Anggota tunggal dari perusahaan terbatas swasta beranggota tunggal
Pengecualian
Agar perusahaan tidak melanggar peraturan terkait pinjaman, ada beberapa pengecualian yang dapat dimanfaatkan perusahaan. Mereka adalah sebagai berikut:
Pinjaman di bawah 10% dari aset yang relevan,
Para direktur mengikuti prosedur validasi undang-undang,
Pengecualian Grup,
Transaksi tersebut merupakan biaya Direksi yang sah,
Transaksi tersebut merupakan transaksi bisnis biasa.
Berbagi Emas
Pengecualian Grup adalah pengecualian yang paling umum digunakan. Telah diuraikan di atas apa yang mendefinisikan sebuah kelompok. Maksud dari “saham emas” adalah untuk memberikan pemegang saham emas kekuasaan untuk mengendalikan dewan direksi anak perusahaan dan dengan demikian perusahaan-perusahaan tersebut kemudian akan berada dalam satu kelompok sesuai dengan definisi dalam Akta Perusahaan. “Saham Emas” biasanya merupakan Saham Biasa “A” dengan hak untuk mengontrol komposisi dewan. Struktur ini memungkinkan perusahaan untuk meminjamkan uang antar perusahaan tanpa melanggar undang-undang.
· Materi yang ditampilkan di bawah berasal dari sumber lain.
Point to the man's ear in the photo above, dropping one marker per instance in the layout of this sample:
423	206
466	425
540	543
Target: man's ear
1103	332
Kelemahan untuk menempatkan semua perusahaan Anda ke dalam grup adalah perusahaan tidak akan dapat mengklaim pengecualian dari akun Anda yang diaudit.
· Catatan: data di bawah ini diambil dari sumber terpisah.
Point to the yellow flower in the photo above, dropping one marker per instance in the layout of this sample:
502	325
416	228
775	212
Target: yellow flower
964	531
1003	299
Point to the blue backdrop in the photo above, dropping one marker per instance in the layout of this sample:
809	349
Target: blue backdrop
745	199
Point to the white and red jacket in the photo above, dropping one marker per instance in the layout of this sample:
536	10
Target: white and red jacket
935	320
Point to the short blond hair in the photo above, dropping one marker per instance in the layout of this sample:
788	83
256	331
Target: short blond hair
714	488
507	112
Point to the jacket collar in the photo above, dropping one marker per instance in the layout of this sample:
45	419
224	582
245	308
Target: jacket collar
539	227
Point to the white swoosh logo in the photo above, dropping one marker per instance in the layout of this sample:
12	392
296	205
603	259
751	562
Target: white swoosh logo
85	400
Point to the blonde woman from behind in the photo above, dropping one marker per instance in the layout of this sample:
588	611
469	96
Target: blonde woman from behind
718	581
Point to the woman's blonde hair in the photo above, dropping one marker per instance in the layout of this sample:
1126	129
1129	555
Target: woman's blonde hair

Untuk menempatkan saham emas pada tempatnya, perusahaan yang mengeluarkan saham emas diharuskan membuat keputusan khusus untuk mendirikan kelas saham baru dan mengubah Memorandum dan Anggaran Dasar mereka dengan memasukkan kelas saham baru dan hak-hak yang melekat pada saham emas .
Konsekuensi Pelanggaran
Penting untuk memastikan bahwa Anda tidak melanggar pinjaman ini. Jika ketentuan Pasal 31 dilanggar maka transaksi tersebut dapat dibatalkan atas nama perusahaan yang berarti perusahaan dapat membatalkan atau membalikkan transaksi tersebut. Setiap Direktur, direktur bayangan, atau orang terkait yang mengesahkan transaksi bertanggung jawab kepada perusahaan untuk setiap keuntungan yang mereka peroleh dan bertanggung jawab untuk mengganti kerugian perusahaan atas kerugian yang diderita sebagai akibatnya. Jika perusahaan dibubarkan dan diyakini bahwa pelanggaran Pasal 31 berkontribusi pada kebangkrutan perusahaan, maka orang yang mendapat manfaat dari transaksi dapat secara pribadi bertanggung jawab atas hutang perusahaan.
Auditor Melaporkan Pelanggaran
Pelanggaran pinjaman Sec 31 adalah pelanggaran yang dapat didakwakan berdasarkan Undang-Undang Perusahaan. Sec 194 Companies Act, 1990 menyatakan, “Di mana selama, dan berdasarkan, mereka melakukan audit atas akun perusahaan, informasi menjadi milik auditor perusahaan yang mengarahkan mereka untuk membentuk opini. bahwa ada alasan yang masuk akal untuk meyakini bahwa perusahaan atau pejabat atau agennya telah melakukan pelanggaran yang dapat didakwa berdasarkan Companies Act (selain pelanggaran yang dapat didakwa berdasarkan pasal 125(2) atau 127(12) dari Principal Act), auditor harus, segera setelah membentuknya, memberitahukan pendapat itu kepada Direktur dan memberikan kepada Direktur rincian alasan mereka membentuk pendapat itu.” ODCE kemudian akan memutuskan tindakan apa yang harus diambil.